SNSに適応できず、しんどくなる子もーー小・中・高校生ががんばりすぎて燃え尽きる前の「SOS発信」教育 #今つらいあなたへ
高校生が発案したプログラム
このプログラムを発案したのは、智辯学園和歌山高校に通っていた高校生、岡田華奈さんだった。現在は大学1年生だ。高校2年のとき、自殺予防やメンタルヘルス対策のために、中高生が主体となって取り組む同世代向けのSOS発信プログラムを展開したいと考えて、友人と共に、和歌山の学生団体が主催するアイデアソンに応募した。 「人間関係に悩む中で、こんな自分なんて消えてしまいたいと考えるときもありました。そこから抜け出せたのは、SOSを出したときに、サポートしてくれた人がいたから。人に助けを求めることで、きっと、変えられるなにかがあります。SOSを発信することは決して恥ずかしいことではないと、同世代に伝えたいと思いました」
岡田さんはアイデアソンを通じて、和歌山大学教育学部特任助教(当時、現在は和歌山県立医科大学小児成育医療支援室主事)で心理士の藤田絵理子さんと知り合った。藤田さんは和歌山大学教育学部附属の三校(小・中・特別支援学校)の教育相談コーディネーターを兼務していた。藤田さんも子どもたちの生きづらさを気にかけていた。 藤田さんは、岡田さんの「悩みを抱える同世代を目の当たりにして、高校生が主体となって課題を解決したい。
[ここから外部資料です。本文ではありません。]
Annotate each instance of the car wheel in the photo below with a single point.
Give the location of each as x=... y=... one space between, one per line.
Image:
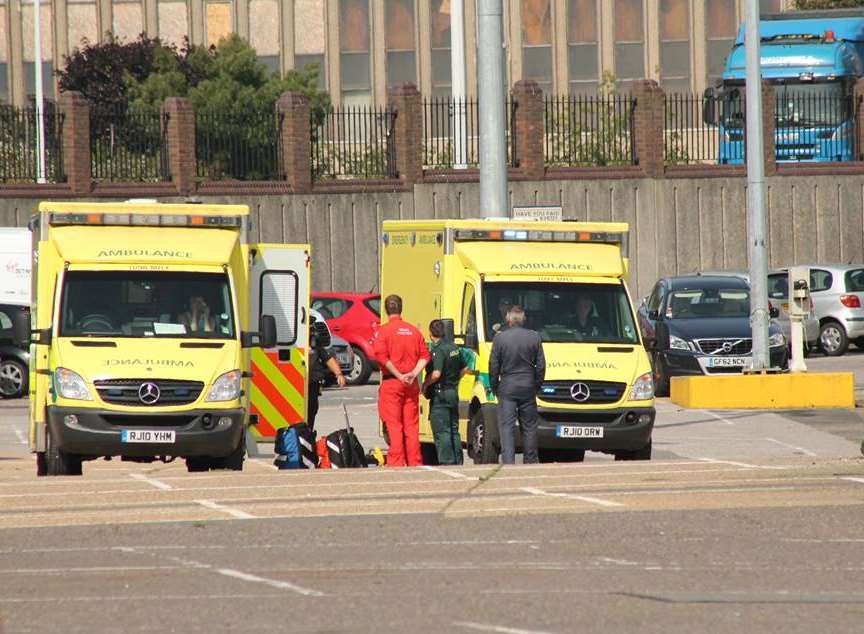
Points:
x=833 y=339
x=59 y=462
x=361 y=368
x=483 y=440
x=661 y=380
x=561 y=455
x=636 y=454
x=13 y=379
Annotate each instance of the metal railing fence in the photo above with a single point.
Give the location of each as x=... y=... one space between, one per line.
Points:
x=354 y=142
x=239 y=145
x=589 y=130
x=441 y=116
x=19 y=156
x=128 y=144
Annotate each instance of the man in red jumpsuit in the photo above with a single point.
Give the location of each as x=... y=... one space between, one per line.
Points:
x=402 y=354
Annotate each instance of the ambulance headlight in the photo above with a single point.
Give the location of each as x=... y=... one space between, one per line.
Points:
x=225 y=388
x=643 y=388
x=70 y=385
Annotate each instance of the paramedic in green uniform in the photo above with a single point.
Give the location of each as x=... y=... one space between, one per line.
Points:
x=440 y=387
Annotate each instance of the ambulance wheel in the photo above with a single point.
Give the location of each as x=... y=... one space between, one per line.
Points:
x=636 y=454
x=483 y=441
x=561 y=455
x=360 y=370
x=58 y=462
x=430 y=454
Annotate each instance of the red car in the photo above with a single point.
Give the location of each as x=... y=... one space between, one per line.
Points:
x=354 y=317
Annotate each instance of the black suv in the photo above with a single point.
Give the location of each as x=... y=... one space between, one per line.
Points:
x=694 y=325
x=14 y=354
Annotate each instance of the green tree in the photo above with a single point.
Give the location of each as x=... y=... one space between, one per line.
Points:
x=803 y=5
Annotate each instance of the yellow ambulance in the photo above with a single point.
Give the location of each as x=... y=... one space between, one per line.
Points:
x=149 y=320
x=570 y=278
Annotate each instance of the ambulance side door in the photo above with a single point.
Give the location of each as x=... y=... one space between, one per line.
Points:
x=279 y=286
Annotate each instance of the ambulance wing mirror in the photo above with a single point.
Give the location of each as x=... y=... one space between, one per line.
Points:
x=266 y=335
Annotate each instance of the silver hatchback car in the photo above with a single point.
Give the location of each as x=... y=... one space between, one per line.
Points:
x=837 y=291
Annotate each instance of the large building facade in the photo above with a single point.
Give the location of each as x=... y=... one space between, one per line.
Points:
x=364 y=46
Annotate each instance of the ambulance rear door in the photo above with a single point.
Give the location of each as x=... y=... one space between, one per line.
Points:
x=279 y=286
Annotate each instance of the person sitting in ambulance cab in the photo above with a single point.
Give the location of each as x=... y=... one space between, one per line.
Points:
x=197 y=318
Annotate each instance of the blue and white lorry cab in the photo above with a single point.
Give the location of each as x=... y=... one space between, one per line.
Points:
x=813 y=59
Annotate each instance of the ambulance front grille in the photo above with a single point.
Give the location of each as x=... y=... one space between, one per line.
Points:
x=129 y=391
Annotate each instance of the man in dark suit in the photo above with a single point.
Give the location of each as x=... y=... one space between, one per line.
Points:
x=516 y=371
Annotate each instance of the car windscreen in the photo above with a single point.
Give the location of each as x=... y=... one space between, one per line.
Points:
x=146 y=304
x=855 y=281
x=563 y=312
x=708 y=303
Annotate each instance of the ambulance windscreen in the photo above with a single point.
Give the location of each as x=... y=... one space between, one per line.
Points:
x=146 y=304
x=563 y=312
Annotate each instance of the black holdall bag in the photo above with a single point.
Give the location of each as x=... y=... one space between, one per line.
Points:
x=343 y=448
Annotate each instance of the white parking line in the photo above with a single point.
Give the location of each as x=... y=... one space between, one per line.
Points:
x=581 y=498
x=240 y=515
x=273 y=583
x=740 y=464
x=447 y=472
x=483 y=627
x=806 y=452
x=151 y=481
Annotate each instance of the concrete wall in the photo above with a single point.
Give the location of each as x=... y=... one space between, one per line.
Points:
x=677 y=225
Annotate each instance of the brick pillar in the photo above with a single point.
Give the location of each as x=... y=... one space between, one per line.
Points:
x=529 y=117
x=76 y=141
x=407 y=136
x=648 y=127
x=296 y=140
x=768 y=107
x=181 y=143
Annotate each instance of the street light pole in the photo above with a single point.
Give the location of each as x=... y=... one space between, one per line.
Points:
x=40 y=119
x=756 y=234
x=493 y=123
x=457 y=79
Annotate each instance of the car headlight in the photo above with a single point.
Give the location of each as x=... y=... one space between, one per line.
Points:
x=677 y=343
x=226 y=387
x=643 y=388
x=70 y=385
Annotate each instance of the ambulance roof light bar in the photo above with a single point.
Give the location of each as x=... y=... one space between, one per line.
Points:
x=145 y=220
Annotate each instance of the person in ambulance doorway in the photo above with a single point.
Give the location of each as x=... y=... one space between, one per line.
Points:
x=320 y=361
x=517 y=368
x=441 y=388
x=402 y=354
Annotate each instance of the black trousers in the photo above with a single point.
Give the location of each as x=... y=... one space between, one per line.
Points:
x=312 y=403
x=523 y=408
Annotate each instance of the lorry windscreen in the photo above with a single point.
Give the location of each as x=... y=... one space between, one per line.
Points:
x=564 y=312
x=146 y=304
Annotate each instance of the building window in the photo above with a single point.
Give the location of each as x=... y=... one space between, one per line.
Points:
x=721 y=22
x=399 y=42
x=219 y=23
x=355 y=59
x=537 y=42
x=128 y=19
x=675 y=45
x=172 y=22
x=440 y=38
x=582 y=51
x=310 y=37
x=629 y=41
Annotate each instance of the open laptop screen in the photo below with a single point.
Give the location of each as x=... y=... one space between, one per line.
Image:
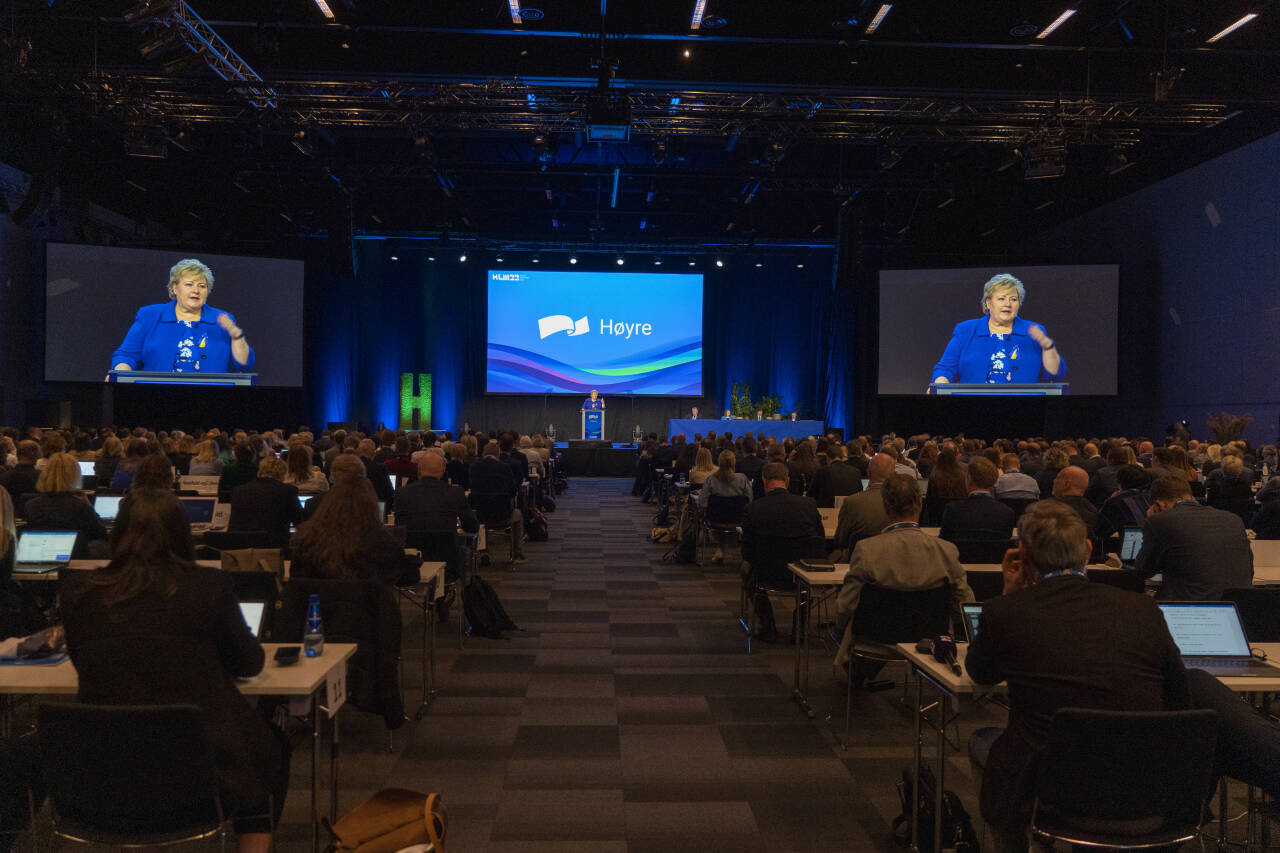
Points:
x=1130 y=543
x=1206 y=629
x=45 y=546
x=199 y=510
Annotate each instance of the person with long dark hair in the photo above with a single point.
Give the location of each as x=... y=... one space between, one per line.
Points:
x=155 y=628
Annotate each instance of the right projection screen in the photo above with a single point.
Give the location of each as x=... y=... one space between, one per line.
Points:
x=923 y=310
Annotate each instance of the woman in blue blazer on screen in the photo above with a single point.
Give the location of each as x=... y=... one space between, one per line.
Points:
x=184 y=334
x=1000 y=347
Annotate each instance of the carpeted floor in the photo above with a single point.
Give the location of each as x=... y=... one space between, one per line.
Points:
x=627 y=716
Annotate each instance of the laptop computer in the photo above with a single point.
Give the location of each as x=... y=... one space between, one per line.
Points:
x=972 y=612
x=108 y=506
x=1130 y=543
x=254 y=614
x=1211 y=638
x=40 y=551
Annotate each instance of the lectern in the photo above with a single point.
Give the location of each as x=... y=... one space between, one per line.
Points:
x=593 y=424
x=1002 y=389
x=165 y=378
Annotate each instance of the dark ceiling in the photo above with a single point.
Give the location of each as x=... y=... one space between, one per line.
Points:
x=758 y=128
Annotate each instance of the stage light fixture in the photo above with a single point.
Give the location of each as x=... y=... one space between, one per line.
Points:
x=1233 y=27
x=880 y=18
x=1057 y=22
同世代間で教え合い、生徒主体で引き継いでいく内容にしたい」という声に賛同し、実現可能なプロジェクトとなるよう応援した。 岡田さんは藤田さんの助言とディスカッションを経てプログラムをまとめあげ、藤田さんが中学生向けに3部作に編成した。 1時間目の講師は岡田さんだ。岡田さんは、出嶋さんたち中学生に、『「くるしい」気持ち、どうすればいい?』というテーマで話をした。 次の授業は精神科医のビデオレターで、自分の悩みを発信するだけでなく、友だちのSOSの受け手にもなろうと伝え、信頼できる地元の専門家として思春期のこころと身体の健康にエールを送った。 3時間目のワークショップは藤田さんの担当だ。こころと身体はつながっていること、気持ちを変えるためのスイッチづくりなどについて、4人1組で生徒同士の意見交流がなされた。